A triaxial cell sitting on the bench of a GCTS load frame is a distinct piece of kit. Inside that transparent chamber, a soil specimen sheathed in a rubber membrane gets subjected to exactly the kind of stress it will feel thirty feet below a Oakville basement or under a bridge abutment on the QEW. The confining pressure mimics the lateral squeeze of the surrounding ground, while the axial piston pushes down to failure. That’s what separates a triaxial test from simpler index methods. For sites in southeast Oakville with their glaciolacustrine silts, or up on the Halton Till plain, getting the effective stress parameters right is the difference between an overdesigned footing and one that barely meets the Ontario Building Code. We run these tests in our accredited lab, and the data feeds directly into the bearing capacity and settlement models your geotechnical engineer relies on. For preliminary site characterization, we also pair this with grain-size analysis to correlate the silt-clay fraction with the drained shear response.
Effective stress parameters from a CU triaxial test tell you what the ground really contributes to stability, not just what the water pressure allows.
Methodology and scope
Local considerations
Oakville has grown fast, and not all the land developed in the last three decades got the deep geotechnical review it deserved. Older subdivisions along creeks like Fourteen Mile or Sixteen Mile were built on compacted fill over alluvial deposits. Compaction alone doesn’t change the drained shear strength parameters, and those parameters control slope stability over the long haul. If you’re adding a story to a 1990s home near the lake or putting a townhouse block on a redeveloped lot, assuming the soil’s shear strength from a standard penetration test correlation is a gamble. A triaxial test on an undisturbed sample measures the actual effective cohesion and friction angle. With those numbers, a slope stability analysis using Spencer’s method will actually tell you whether that existing retaining wall is adequate or if the next heavy rain could trigger a slide. The cost of the test is trivial compared to stabilizing a failed slope.
Applicable standards
ASTM D4767-11 – Standard Test Method for Consolidated Undrained Triaxial Compression Test for Cohesive Soils, ASTM D2850-15 – Standard Test Method for Unconsolidated-Undrained Triaxial Compression Test on Cohesive Soils, Canadian Foundation Engineering Manual (CFEM) 4th Ed., Ontario Building Code (OBC) Div. B, Part 4
Associated technical services
Consolidated-Undrained (CU) Testing
CU triaxial tests with back-pressure saturation and pore pressure measurement. Provides effective stress parameters (c', φ') for long-term stability and drained bearing capacity calculations.
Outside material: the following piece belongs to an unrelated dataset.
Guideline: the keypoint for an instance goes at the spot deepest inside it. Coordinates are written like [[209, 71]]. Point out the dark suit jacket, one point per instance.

Unconsolidated-Undrained (UU) Testing
Quick-turnaround UU tests for short-term construction conditions. Gives the undrained shear strength (Su) needed for excavation support design and temporary works in clay.
Drained (CD) Shear Testing
Slow, drained tests for coarse-grained soils and long-term settlement evaluation. Establishes the critical-state friction angle for use in advanced constitutive models.
Triaxial Interpretation & Reporting
Full engineering report with stress-strain curves, Mohr-Coulomb failure envelopes, Skempton’s pore pressure coefficients, and recommendations for design parameters.
Typical parameters
Frequently asked questions
How much does a triaxial test program cost in Oakville?
A single triaxial test typically costs between CA$2,330 and CA$3,780, depending on the type: UU tests are at the lower end of the range, while CU tests with pore pressure measurement and CD tests fall at the higher end due to the longer testing duration. Most projects require a suite of three specimens to define the Mohr-Coulomb failure envelope.
What sample quality is needed for a reliable triaxial test?
The test is only as good as the sample. We need undisturbed samples taken with Shelby tubes or block sampling methods. For the soft glaciolacustrine silts common in parts of Oakville, we aim for a sample disturbance classification of Class 1 or 2 per the Lunne criteria. Highly disturbed samples (Class 3 or 4) produce unconservative strength parameters and should be avoided for CU or CD testing.
When should I specify a CU test instead of a UU test?
Specify a CU test when you need effective stress parameters for long-term stability analyses, such as permanent retaining walls, slope stability after construction, or settlement calculations where pore pressures will dissipate over time. UU tests are appropriate for short-term construction conditions in low-permeability soils where the loading happens faster than water can drain.
How long does a triaxial test take to complete?
A UU test can be completed in a day. A CU test with pore pressure measurement typically takes three to five days, including saturation, consolidation, and the shearing stage. CD tests on fine-grained soils can run for seven to ten days. We always discuss the project schedule upfront so the test program aligns with your design milestones.